Saturday, May 23, 2015

Is Technology Innovation Oblivious to Crime?

Here in San Francisco the latest police blotter item involves a woman who managed to steal at least 76 Zipcars over the course of a six weeks. Zipcar was relatively early among those technology-driven innovations that would rid us of all the discomforts associated with car rental, particularly when short-term usage was all that was involved. It is hard from the only innovation to go south in equally innovative ways. Consider all the criminal activity (including assault, stalking, and theft) that has emerged from the "sharing economy" philosophy of drivers being compensated for sharing space in their cars. Of course ugly consequences are not unique to the present decade (he said, with vivid memory of the first time spam circulated on Usenet).

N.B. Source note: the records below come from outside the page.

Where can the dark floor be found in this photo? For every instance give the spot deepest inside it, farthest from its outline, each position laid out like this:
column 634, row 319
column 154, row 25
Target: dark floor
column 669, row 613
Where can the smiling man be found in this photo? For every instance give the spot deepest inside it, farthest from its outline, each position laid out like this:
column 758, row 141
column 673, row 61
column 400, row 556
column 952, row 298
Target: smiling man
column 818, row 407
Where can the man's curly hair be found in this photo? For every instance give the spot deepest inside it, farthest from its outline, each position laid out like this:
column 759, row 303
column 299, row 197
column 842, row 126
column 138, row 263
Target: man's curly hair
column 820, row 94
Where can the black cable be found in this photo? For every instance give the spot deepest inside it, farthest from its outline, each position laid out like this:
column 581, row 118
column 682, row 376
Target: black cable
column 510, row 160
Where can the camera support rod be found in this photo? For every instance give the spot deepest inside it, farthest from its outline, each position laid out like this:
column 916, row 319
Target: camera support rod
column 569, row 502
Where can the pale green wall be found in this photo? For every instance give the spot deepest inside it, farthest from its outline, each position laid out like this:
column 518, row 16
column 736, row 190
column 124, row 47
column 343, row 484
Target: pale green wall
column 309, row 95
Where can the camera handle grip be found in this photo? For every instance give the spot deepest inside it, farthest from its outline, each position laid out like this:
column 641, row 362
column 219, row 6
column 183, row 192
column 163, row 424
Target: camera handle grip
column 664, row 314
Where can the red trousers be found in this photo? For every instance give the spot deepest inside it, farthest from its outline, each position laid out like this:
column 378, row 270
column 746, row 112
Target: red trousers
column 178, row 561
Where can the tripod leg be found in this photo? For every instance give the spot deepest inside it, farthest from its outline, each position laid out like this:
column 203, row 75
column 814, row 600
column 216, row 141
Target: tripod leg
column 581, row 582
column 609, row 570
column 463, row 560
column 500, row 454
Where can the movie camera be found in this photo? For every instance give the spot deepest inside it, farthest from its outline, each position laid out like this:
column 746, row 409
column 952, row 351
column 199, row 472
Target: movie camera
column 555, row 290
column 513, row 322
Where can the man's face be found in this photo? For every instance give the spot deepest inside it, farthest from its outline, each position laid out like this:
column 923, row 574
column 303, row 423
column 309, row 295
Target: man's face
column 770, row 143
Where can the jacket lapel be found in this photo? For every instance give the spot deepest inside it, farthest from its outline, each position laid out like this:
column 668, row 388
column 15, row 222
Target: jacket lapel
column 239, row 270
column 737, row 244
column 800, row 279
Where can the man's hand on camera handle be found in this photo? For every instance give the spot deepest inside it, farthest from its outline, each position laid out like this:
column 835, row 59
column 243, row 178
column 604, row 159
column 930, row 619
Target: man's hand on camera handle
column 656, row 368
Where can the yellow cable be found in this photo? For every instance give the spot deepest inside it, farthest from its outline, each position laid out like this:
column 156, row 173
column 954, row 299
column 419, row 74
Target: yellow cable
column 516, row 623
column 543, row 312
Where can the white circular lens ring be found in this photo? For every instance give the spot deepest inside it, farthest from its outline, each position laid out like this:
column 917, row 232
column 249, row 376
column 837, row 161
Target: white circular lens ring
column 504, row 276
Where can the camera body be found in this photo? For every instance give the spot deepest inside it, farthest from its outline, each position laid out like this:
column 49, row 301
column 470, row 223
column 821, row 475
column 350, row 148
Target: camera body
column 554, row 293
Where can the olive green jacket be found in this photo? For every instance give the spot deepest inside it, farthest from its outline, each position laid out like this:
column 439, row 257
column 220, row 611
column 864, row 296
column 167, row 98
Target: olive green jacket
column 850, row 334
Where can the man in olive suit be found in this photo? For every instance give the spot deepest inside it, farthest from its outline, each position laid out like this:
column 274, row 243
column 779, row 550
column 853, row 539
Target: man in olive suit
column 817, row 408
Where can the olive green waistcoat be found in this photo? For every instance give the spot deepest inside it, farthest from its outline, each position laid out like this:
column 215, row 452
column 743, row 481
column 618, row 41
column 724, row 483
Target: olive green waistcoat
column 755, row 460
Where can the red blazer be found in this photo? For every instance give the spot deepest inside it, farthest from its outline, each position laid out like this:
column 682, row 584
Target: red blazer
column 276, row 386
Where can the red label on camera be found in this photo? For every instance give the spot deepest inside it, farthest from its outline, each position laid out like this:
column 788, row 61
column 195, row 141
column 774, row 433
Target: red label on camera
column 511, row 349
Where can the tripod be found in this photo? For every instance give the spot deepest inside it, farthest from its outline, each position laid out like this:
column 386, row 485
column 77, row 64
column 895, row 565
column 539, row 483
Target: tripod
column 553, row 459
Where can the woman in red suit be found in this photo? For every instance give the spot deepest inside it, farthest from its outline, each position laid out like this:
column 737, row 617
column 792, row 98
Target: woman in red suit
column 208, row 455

I recently attended a San Francisco Opera press conference at which I was able to prompt some comments about operas based on historical events out of director Francesca Zambello. I found the experience enlightening enough to write an article about it on my Examiner.com national site. Not one to mince words, Zambello unleashed a beautiful take-away quote:
History teaches us lessons; we just don’t always listen.
I am not saying that the technology sector is more deaf to history than any other major segment of our economic structure. Only a few years have elapsed; but my guess is that those obsessed with seeking out innovation in finance have long forgotten This Time Is Different, by Carmen M. Reinhart and Kenneth Rogoff. I suspect it all comes down to the fact that a cool new idea will always trump any lesson from history, particularly when the lesson brings bad news. It is more profitable to believe that you are making a change for the better, rather that providing human nature with new opportunities to make things worse.